1853年、ロシア軍はオスマン帝国領のモルダヴィア・ワラキアへ進駐し、戦争が本格的に始まった。当初はドナウ川流域での戦闘が中心であったが、やがて戦場は黒海北岸のクリミア半島へ移る。1854年、連合軍はクリミア半島に上陸し、ロシアの要塞都市セヴァストーポリを包囲した。

クリミア半島では、アルマの戦い、バラクラヴァの戦い、インケルマンの戦いなど激しい会戦が続いた。とくにバラクラヴァの戦いでの「軽騎兵旅団の突撃」は、無謀な命令によって多くの犠牲を出した例として知られ、近代戦争における指揮命令系統の問題を象徴する出来事となった。セヴァストーポリ攻防戦は約1年に及び、塹壕戦や砲撃戦が繰り返された。

技術革新と世論

この戦争では、鉄道や蒸気船、後装砲といった新しい技術が本格的に軍事に導入された。また、電信の発達により戦況が素早く報道され、一般市民が遠く離れた戦場の実情を知るようになった。イギリスでは新聞報道とともに看護師ナイチンゲールの活動が注目され、衛生状態の改善や組織的な看護体制の整備が後の軍医制度・公衆衛生にも影響を与えた。

  • 鉄道・蒸気船の活用による兵員・物資輸送の迅速化
  • 電信による戦況報道と世論形成の加速
  • 近代的な軍陣衛生・看護体制の整備

講和と国際秩序

戦争が長期化すると、参戦国はいずれも財政的・人的負担に苦しむようになった。1856年、列強はパリ会議を開き、パリ条約が締結される。
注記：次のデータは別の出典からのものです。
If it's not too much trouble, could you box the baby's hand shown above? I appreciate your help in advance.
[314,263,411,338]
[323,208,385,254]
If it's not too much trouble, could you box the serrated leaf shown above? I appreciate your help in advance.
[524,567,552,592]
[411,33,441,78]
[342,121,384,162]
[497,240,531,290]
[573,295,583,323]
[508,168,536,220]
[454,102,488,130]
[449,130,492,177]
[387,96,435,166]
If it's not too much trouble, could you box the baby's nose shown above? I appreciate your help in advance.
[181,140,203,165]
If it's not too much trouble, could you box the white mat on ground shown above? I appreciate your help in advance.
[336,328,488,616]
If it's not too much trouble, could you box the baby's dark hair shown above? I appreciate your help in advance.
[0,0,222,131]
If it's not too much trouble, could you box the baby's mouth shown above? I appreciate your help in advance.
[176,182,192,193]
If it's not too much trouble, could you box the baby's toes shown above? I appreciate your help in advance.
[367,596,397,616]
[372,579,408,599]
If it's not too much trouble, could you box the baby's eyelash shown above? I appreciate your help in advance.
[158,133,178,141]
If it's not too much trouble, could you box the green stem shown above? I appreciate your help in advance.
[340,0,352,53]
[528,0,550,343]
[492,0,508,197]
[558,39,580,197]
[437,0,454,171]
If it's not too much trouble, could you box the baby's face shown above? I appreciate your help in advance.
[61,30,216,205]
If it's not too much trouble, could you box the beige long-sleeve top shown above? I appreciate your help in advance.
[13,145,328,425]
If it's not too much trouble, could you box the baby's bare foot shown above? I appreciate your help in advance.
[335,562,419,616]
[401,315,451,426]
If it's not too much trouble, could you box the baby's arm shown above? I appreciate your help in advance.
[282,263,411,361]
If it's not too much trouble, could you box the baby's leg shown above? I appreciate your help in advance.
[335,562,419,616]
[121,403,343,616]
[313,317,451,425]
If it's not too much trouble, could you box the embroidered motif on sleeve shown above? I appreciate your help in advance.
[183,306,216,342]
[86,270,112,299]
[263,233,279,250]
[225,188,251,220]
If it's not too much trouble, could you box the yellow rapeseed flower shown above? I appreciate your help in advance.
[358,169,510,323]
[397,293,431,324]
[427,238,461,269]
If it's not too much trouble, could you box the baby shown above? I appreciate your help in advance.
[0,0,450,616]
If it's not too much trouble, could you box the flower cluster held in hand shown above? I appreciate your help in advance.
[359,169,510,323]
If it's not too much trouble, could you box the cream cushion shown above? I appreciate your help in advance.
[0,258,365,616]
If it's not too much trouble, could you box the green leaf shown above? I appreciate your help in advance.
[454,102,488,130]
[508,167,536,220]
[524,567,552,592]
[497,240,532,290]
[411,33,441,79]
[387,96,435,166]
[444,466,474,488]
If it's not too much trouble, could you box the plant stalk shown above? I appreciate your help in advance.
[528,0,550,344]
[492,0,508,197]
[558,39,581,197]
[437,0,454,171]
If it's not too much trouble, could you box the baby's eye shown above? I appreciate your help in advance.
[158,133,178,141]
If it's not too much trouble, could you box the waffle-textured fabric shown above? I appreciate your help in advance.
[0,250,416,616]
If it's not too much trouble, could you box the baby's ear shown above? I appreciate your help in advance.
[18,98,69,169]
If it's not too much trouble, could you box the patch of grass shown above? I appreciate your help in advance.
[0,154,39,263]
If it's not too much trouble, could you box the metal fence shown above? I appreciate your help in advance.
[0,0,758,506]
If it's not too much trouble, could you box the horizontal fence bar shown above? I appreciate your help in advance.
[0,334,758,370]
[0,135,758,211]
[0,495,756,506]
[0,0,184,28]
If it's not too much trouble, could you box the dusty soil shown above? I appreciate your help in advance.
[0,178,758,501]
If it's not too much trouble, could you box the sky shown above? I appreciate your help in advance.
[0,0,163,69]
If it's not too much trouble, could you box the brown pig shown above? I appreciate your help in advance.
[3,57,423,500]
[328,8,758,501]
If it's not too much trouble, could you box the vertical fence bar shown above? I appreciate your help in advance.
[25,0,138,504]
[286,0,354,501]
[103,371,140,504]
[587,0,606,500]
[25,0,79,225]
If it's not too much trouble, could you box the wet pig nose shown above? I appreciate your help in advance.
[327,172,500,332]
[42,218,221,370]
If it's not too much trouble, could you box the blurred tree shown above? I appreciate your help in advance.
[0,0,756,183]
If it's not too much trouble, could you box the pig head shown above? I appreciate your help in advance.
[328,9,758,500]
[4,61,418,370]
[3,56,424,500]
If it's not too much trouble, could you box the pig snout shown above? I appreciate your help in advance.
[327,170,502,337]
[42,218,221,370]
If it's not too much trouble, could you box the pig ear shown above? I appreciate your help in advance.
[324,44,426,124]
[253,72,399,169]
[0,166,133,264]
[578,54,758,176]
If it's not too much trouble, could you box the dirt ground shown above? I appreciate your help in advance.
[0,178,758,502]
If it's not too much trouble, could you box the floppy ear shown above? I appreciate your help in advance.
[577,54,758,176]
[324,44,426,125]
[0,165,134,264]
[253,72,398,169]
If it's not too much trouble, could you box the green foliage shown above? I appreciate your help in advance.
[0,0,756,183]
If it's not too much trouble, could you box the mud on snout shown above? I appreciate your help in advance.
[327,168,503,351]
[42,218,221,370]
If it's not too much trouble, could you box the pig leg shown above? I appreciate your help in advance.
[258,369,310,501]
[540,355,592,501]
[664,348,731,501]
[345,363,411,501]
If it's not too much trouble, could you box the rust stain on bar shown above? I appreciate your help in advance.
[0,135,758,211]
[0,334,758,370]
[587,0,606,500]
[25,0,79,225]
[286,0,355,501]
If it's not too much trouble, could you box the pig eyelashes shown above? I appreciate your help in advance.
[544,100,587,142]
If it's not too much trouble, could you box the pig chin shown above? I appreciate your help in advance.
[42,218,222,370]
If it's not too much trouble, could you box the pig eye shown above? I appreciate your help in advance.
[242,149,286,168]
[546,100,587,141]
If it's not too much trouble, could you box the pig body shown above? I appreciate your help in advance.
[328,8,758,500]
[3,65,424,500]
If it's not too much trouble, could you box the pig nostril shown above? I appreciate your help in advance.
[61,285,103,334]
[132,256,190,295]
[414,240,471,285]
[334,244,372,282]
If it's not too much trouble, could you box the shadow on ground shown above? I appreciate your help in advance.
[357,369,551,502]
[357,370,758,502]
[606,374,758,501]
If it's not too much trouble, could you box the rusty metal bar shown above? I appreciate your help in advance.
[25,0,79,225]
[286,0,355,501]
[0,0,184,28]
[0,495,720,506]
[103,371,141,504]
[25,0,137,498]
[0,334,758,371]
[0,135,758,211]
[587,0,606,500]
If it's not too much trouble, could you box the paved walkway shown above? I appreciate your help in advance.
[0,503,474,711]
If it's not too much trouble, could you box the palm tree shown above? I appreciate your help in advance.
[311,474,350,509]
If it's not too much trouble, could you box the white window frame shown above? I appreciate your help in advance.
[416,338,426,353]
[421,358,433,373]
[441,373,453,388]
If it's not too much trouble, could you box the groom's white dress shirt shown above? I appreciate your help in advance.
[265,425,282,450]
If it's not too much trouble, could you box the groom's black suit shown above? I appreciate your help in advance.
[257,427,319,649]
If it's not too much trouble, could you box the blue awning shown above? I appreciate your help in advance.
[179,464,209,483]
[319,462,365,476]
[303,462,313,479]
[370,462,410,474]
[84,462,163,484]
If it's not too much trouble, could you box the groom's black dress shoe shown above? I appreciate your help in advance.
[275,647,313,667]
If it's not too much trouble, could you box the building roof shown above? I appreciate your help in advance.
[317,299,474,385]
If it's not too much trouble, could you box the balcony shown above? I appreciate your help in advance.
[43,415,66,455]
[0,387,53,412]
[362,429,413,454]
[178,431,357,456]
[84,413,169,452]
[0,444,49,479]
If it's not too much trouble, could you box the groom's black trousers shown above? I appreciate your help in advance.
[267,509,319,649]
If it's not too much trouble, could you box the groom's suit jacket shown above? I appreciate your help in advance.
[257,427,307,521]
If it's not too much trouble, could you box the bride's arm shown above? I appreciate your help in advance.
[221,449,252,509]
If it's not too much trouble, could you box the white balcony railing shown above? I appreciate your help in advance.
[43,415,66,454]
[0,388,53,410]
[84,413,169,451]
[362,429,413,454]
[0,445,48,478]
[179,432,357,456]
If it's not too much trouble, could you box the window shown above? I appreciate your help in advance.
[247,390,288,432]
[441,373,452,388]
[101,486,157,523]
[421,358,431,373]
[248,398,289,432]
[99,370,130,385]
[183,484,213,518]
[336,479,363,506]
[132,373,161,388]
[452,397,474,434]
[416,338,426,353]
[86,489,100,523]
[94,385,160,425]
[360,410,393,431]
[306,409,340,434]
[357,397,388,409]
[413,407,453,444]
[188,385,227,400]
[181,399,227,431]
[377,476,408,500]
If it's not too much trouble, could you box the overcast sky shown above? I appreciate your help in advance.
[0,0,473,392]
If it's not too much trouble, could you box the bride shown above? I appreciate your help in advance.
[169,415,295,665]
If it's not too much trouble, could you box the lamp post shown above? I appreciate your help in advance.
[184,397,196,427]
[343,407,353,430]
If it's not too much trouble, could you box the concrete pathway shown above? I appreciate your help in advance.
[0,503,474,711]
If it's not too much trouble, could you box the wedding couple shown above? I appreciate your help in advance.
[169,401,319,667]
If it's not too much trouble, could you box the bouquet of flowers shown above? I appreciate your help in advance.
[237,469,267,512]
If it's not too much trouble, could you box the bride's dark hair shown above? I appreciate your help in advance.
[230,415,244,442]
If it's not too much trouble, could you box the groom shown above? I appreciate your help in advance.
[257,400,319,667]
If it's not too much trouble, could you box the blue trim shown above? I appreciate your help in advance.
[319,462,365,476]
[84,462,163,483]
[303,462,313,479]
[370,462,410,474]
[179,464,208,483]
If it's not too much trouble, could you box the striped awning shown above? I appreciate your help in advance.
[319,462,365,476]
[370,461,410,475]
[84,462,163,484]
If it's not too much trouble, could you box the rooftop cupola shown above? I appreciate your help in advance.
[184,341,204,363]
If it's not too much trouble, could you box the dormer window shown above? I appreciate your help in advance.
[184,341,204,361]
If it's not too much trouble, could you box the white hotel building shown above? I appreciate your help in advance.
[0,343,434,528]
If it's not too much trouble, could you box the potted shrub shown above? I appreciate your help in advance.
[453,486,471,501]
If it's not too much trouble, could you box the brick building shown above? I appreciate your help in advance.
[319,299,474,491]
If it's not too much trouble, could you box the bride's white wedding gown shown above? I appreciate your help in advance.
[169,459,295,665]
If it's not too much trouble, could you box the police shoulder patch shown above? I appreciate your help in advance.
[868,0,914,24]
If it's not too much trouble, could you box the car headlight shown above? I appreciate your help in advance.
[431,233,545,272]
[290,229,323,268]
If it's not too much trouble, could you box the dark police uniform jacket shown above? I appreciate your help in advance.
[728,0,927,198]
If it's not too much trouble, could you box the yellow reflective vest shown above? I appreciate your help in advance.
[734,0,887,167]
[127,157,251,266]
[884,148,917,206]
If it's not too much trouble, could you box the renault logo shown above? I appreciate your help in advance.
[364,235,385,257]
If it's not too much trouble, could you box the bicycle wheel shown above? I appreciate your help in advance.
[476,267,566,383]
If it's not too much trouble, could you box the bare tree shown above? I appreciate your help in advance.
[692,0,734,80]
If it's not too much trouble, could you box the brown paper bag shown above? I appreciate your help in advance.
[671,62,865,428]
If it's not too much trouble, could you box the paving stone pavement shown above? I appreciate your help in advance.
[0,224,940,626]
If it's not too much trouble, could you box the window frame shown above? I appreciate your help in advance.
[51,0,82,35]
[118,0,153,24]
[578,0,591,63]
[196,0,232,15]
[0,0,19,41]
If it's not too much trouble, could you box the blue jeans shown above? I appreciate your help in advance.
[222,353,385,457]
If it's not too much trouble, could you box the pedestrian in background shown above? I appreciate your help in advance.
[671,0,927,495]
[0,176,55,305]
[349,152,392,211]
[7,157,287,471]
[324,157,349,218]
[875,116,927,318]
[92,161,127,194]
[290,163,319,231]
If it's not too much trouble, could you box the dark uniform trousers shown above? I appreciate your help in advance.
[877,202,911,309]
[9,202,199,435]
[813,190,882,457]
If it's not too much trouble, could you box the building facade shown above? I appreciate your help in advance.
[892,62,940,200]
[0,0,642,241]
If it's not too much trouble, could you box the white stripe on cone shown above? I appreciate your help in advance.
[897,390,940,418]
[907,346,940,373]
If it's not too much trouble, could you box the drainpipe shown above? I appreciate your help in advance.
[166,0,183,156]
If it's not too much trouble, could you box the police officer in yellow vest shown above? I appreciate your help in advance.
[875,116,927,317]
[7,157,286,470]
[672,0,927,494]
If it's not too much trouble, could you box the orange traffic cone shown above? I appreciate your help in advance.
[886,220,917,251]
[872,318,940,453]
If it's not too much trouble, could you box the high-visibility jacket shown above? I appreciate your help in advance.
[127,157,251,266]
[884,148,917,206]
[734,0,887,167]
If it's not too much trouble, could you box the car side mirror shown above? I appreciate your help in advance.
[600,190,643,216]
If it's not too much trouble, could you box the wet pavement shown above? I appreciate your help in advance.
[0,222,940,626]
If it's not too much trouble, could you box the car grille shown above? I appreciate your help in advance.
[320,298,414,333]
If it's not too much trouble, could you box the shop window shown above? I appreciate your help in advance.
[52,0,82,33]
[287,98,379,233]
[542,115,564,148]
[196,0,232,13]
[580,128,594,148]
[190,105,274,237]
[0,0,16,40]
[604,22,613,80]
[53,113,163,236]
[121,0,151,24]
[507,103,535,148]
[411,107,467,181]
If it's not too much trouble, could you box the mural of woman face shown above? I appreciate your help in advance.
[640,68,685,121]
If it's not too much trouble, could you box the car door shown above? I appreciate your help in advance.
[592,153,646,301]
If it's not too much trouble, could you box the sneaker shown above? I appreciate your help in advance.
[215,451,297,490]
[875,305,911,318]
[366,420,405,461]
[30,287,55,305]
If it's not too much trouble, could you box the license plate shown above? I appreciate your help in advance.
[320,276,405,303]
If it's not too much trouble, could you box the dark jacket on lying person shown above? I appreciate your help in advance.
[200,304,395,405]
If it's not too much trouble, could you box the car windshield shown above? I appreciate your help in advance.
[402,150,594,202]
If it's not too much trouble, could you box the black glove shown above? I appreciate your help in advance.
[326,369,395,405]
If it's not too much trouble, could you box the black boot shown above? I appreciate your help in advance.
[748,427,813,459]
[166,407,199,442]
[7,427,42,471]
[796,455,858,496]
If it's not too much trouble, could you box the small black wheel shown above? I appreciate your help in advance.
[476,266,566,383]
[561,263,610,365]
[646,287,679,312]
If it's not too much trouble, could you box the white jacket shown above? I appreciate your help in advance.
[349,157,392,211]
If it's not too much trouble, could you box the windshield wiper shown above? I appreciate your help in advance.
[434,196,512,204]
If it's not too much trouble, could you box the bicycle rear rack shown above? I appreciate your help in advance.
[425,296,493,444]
ロシアは黒海の中立化を受け入れ、軍港や要塞の建設が禁止された。オスマン帝国の領土保全も列強によって共同で保障され、ロシアの一方的な影響力拡大は抑えられることになったが、バルカン半島の民族問題を根本的に解決するものではなかった。

各国への影響

敗北を喫したロシアでは、軍の後進性や農奴制の弊害が明らかとなり、アレクサンドル2世による農奴解放令など一連の国内改革を促す契機となった。また、オスマン帝国でも列強との関係を維持するためにタンジマートと呼ばれる近代化改革が重視され、行政・軍制・法制度の整備が進められた。さらに、戦争に参戦したサルデーニャ王国は列強の会議の席につくことで国際的地位を高め、のちのイタリア統一運動の足がかりを築いた。

歴史的意義

クリミア戦争は、旧来の勢力均衡がほころび始めた時期に行われた戦争であり、ウィーン体制の限界を示した出来事と位置づけられる。同時に、技術革新・報道・世論・看護といった近代社会の要素が戦争と結びついた点でも重要である。バルカンと黒海をめぐる対立はその後も続き、ヨーロッパ国際関係の転換点として、この戦争の経過と影響を理解することは、19世紀後半の国際政治と民族運動の展開を考えるうえで欠かせない。